Sotah, Chapter Two, Mishnah Two

 

Introduction

The mishnah continues to describe the Sotah process.  This mishnah is an expansion of that described in Numbers 5:17.

 

Mishnah Two

1)                     [The priest] takes an earthenware bowl and pours half a log of water into it from the laver.

a)                                           Rabbi Judah says: a quarter [of a log].

b)                                          Just as [Rabbi Judah] reduces the amount of writing, so he reduces the quantity of water.

2)                     [Then the priest] enters the temple and turns to his right and there was a place there [on the floor] that was a cubit by a cubit, and a marble tablet, to which a ring was attached.

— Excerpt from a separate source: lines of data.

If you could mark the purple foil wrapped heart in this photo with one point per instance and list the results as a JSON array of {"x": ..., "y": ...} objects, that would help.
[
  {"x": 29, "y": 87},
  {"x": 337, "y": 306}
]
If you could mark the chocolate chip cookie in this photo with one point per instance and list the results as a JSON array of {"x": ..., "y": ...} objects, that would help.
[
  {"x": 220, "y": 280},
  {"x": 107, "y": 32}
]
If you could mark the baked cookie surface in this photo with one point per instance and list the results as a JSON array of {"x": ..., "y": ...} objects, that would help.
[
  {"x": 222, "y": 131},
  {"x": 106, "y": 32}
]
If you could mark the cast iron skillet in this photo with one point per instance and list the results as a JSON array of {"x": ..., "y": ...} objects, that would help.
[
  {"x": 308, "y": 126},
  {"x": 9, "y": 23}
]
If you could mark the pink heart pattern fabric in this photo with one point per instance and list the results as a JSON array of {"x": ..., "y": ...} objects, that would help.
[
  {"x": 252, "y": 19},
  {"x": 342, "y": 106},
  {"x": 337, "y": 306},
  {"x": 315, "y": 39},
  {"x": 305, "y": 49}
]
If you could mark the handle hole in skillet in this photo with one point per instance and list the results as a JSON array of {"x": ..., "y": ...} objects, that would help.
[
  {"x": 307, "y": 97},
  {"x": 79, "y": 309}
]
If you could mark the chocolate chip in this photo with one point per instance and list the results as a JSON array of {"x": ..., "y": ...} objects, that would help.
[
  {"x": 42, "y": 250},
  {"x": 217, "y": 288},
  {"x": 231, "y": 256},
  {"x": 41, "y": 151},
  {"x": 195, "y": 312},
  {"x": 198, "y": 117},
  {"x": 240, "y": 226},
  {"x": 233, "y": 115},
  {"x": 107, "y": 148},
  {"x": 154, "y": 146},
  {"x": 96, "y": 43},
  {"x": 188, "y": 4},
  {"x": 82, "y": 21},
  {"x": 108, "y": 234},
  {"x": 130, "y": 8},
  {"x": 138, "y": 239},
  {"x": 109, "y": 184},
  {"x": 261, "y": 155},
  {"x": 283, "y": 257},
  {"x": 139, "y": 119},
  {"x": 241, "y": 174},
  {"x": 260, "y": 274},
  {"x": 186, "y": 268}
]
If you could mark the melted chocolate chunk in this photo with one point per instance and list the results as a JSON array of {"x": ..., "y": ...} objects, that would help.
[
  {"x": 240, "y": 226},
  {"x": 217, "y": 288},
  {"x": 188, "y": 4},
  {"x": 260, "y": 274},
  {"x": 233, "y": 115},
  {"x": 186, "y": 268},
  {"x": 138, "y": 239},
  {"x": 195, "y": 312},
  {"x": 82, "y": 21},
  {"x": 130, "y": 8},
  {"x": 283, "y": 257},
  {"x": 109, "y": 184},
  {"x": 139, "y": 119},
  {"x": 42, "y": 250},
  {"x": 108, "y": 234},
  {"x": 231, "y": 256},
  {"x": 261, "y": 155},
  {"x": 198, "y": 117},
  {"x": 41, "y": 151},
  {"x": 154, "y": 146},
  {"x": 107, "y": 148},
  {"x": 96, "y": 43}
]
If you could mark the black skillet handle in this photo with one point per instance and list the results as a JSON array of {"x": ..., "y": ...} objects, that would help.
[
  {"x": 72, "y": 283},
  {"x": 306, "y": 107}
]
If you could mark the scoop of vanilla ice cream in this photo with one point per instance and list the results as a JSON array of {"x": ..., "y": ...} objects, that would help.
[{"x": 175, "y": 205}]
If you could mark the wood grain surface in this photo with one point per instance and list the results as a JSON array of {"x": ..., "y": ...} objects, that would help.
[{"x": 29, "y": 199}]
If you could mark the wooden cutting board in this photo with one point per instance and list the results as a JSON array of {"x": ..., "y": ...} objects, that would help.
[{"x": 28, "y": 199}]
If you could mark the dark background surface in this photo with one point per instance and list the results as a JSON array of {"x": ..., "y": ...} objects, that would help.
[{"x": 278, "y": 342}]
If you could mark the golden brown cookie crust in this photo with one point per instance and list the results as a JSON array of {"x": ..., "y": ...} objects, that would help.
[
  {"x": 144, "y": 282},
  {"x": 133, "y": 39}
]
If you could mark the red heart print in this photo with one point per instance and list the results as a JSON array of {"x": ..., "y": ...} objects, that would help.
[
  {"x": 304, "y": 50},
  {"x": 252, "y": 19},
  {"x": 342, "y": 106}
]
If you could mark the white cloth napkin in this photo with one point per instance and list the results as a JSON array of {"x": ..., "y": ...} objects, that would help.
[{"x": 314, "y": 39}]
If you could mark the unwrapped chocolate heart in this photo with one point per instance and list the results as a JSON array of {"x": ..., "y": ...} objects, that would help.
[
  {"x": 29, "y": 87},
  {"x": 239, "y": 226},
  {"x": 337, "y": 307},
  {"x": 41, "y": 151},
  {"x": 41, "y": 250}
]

a)                                           When he would lift this up, he would take some dust from beneath it which he puts [into the bowl] so that it would be seen on top of the water; as it is said, “And of the dust that is on the floor of the Tabernacle the priest shall take, and put it into the water” (Numbers 5:17).

 

Explanation

Section one:  We should note that the mishnah is now beginning to follow the order of the verses which describe the Sotah ritual in Numbers 5.  Verse 15 describes the minhah sacrifice (yesterday’s mishnah) and verse 17 describes the water in the earthenware bowl, into which the name of God will be rubbed out.  The verse only says that the priest takes some water, but it does not say where he takes it from.  The mishnah adds that it is taken from the laver (the sink, for those of you who speak normal English).  There is a debate about how much water is to be put into the bowl, but in either case the amount of water is just sufficient to absolve the ink from God’s name.  Rabbi Judah gives a smaller measurement for the water since he prescribes the least amount of writing (see tomorrow’s mishnah).

Section two:  The Torah states that the priest should take some dust from the floor of the Tabernacle and put it into the bowl.  In the Temple floor was a special tile with a ring attached to it so that the priest would have dirt available.  The priest would pull on the ring, lift up the tile and take from the dust underneath.  In other words, the Temple was built so that this ceremony could take place with relative ease.   As far as the function of the earth, it seems likely that it was considered to be imbued with a certain holy power that would aid in testing the guilt/innocence of the Sotah.